Elle retient également que l’absence, à la date du contrôle, de publication d’un questionnaire et d’une liste des pièces à fournir élaborés par l’Agence ne saurait vicier la procédure, dès lors que si ces instruments peuvent faciliter, en pratique, les opérations de contrôles, ils ne sont pas prévus par les dispositions législatives et réglementaires en vigueur.

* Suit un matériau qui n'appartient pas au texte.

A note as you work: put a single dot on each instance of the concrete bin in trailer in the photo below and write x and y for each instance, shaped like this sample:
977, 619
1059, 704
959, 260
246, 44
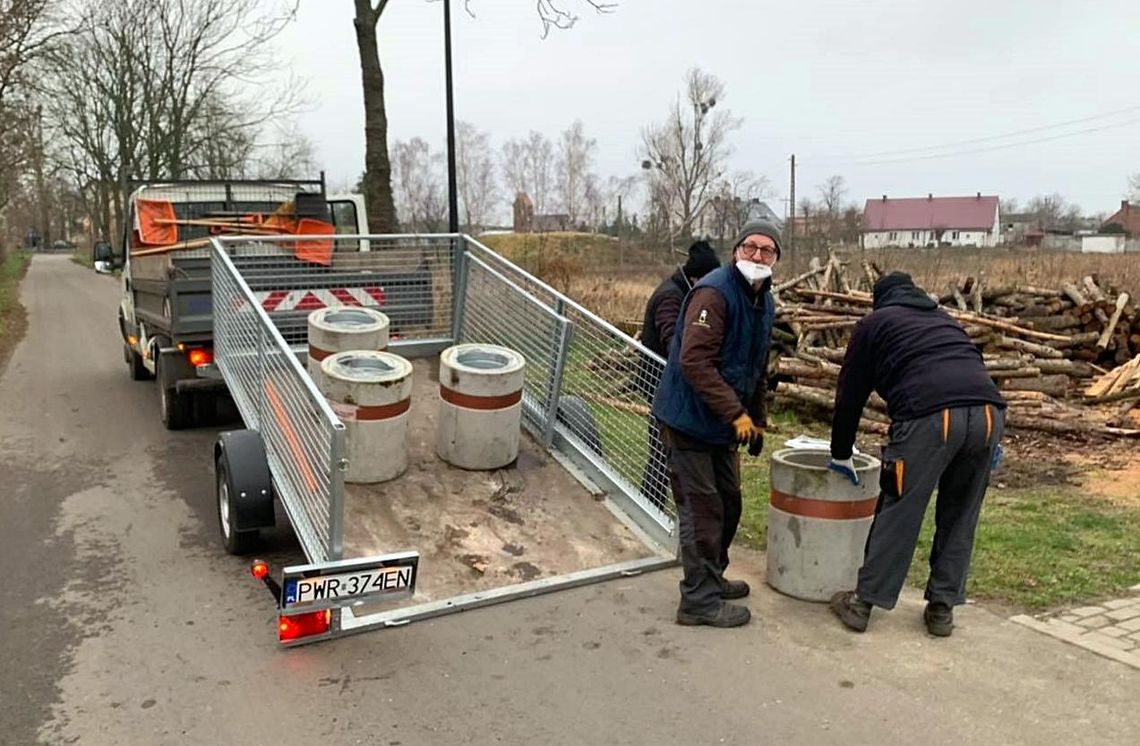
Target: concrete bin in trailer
480, 415
341, 329
371, 392
817, 522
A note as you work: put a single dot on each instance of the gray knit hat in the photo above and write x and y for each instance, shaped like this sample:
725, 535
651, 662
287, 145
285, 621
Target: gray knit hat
759, 227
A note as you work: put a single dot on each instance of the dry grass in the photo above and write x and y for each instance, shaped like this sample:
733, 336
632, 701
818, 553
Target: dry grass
936, 269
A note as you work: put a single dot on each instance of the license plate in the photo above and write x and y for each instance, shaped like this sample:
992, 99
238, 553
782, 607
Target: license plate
342, 583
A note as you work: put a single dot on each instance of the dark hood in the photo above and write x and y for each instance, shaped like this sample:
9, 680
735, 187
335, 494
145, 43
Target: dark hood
897, 289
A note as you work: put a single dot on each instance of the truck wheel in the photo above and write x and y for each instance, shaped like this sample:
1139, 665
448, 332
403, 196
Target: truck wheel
244, 489
135, 363
177, 410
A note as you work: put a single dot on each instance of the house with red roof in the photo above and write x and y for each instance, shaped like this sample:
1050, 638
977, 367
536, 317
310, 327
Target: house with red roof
931, 221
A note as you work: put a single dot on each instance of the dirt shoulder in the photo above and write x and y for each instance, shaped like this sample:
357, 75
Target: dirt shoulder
13, 316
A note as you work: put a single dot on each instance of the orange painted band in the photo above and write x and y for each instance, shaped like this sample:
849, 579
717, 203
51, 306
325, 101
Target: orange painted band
829, 509
318, 354
472, 402
383, 411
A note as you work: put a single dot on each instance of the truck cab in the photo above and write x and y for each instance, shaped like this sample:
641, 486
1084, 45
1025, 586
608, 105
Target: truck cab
165, 310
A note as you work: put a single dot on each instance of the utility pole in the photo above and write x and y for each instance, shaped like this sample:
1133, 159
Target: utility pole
791, 223
453, 200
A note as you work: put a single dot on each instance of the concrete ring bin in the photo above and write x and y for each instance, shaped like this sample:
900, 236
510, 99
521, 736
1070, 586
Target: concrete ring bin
371, 392
342, 329
480, 415
817, 522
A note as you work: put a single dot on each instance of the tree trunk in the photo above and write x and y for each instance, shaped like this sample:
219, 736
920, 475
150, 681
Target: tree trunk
377, 179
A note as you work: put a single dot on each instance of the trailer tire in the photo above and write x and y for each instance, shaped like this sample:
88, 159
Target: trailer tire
243, 489
177, 411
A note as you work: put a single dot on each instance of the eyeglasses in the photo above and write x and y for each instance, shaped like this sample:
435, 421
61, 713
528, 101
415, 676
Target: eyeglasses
751, 250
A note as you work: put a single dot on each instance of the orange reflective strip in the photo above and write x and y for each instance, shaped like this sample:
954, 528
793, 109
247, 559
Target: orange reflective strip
294, 442
829, 509
472, 402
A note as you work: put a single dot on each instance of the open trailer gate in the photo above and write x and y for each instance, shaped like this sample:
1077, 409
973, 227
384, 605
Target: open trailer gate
585, 502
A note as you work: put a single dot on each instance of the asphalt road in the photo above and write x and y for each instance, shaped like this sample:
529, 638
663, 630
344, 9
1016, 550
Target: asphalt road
121, 622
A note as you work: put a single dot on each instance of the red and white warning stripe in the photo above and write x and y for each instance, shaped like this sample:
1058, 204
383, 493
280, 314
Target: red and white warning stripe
282, 300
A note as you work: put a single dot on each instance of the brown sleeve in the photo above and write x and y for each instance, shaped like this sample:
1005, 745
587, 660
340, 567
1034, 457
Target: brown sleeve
665, 318
700, 354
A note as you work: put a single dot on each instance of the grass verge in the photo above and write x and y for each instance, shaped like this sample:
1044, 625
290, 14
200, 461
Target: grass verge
13, 321
1035, 548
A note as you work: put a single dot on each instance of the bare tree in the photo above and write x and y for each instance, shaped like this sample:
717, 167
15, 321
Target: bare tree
832, 193
686, 153
418, 186
575, 159
1053, 211
734, 197
474, 173
377, 180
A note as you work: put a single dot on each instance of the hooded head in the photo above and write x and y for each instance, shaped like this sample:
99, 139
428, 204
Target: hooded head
897, 289
701, 260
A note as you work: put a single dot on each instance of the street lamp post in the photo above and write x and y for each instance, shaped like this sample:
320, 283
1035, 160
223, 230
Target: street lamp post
453, 201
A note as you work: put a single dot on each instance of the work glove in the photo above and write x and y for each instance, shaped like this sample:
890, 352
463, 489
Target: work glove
846, 467
749, 432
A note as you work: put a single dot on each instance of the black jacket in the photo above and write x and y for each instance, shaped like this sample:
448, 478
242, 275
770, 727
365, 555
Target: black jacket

En outre, la commission énonce que si, conformément à l’article 2 de la loi de 2016, le directeur de l’Agence ne peut assister aux séances lors desquelles la commission des sanctions exerce les compétences de décision qui lui sont conférées, ces dispositions n’ont pas pour objet et ne sauraient avoir pour effet d’interdire au directeur d’assister ou de se faire représenter es qualité de partie aux audiences que la commission des sanctions tient en vue de statuer sur les affaires dont elle est saisie.

 

  • Sur le fond

 

Pour rejeter le grief relatif à la cartographie des risques de corruption, la commission des sanctions retient que, au vu des réalisations énumérées, notamment de celles qui sont intervenues depuis la fin du contrôle, au cours d’un long processus d’amélioration progressive et de mise au point de sa cartographie des risques de corruption, l’entreprise qui n’était pas tenue de suivre la méthodologie préconisée dans les recommandations éditées par l’Agence, au demeurant postérieurement au contrôle, doit être regardée comme justifiant de la pertinence, de la qualité et de l’effectivité au niveau du groupe de la cartographie qu’il lui incombe de mettre en place.

 

Elle estime également que le manquement relatif au code de conduite n’est pas constitué. En effet, l’entreprise s’est appliquée à prescrire, dans un ensemble de documents interdépendants, les comportements attendus de ses collaborateurs en indiquant les prescriptions visant à prohiber la corruption, le trafic d’influence, l’octroi abusif de cadeaux ou d’avantages divers, les paiements de facilitation, les conflits d’intérêts ainsi que les règles à observer en matière de concurrence loyale et de procédures comptables. Par ailleurs, l’entreprise est en train de compléter ce dispositif par l’établissement de nouvelles préconisations écrites portant sur le risque de cybersécurité, l’inclusion sociale propice à éviter des atteintes à la probité, les questions d’embargo-pays et que plusieurs de ses filiales ont déjà décliné.

 

Le grief relatif à la procédure d’évaluation des tiers est évacué, dès lors, notamment, que l’entreprise s’est bien dotée de procédures et d’outils différenciés concernant ses principaux clients ou fournisseurs à risque, de règles d’encadrement de ses relations avec les intermédiaires et a mis en place un dispositif spécifique pour réaliser des diligences raisonnables en cas d’acquisition de sociétés.

 

Sur le grief relatif aux procédures de contrôle comptable, il est relevé que l’entreprise dispose désormais de procédures de contrôle comptable, à la fois internes et externes, qui concourent effectivement à la prévention des risques de corruption décrits dans sa cartographie des risques et qu’en conséquence le manquement invoqué n’est pas établi.

 

Enfin, concernant le dispositif de contrôle et d’évaluation interne des mesures mises en œuvre, la commission relève notamment que, tenant compte de la critique formulée par le directeur de l’Agence, la direction de l’audit de l’entreprise, dont l’indépendance est affirmée dans la charte de gouvernance, a été rattachée en janvier 2019 à la direction générale du groupe afin de conforter cette indépendance. En outre, les campagnes d’évaluation du dispositif de contrôle interne lancées en 2018 et 2019 intègrent l’évaluation des points de contrôle spécifiques aux risques de corruption qui ont été identifiés par l’entreprise. Dès lors, le manquement de défaut «d’un dispositif de contrôle et d’évaluation interne des mesures mises en œuvre» conforme à la prescription légale n’est pas établi.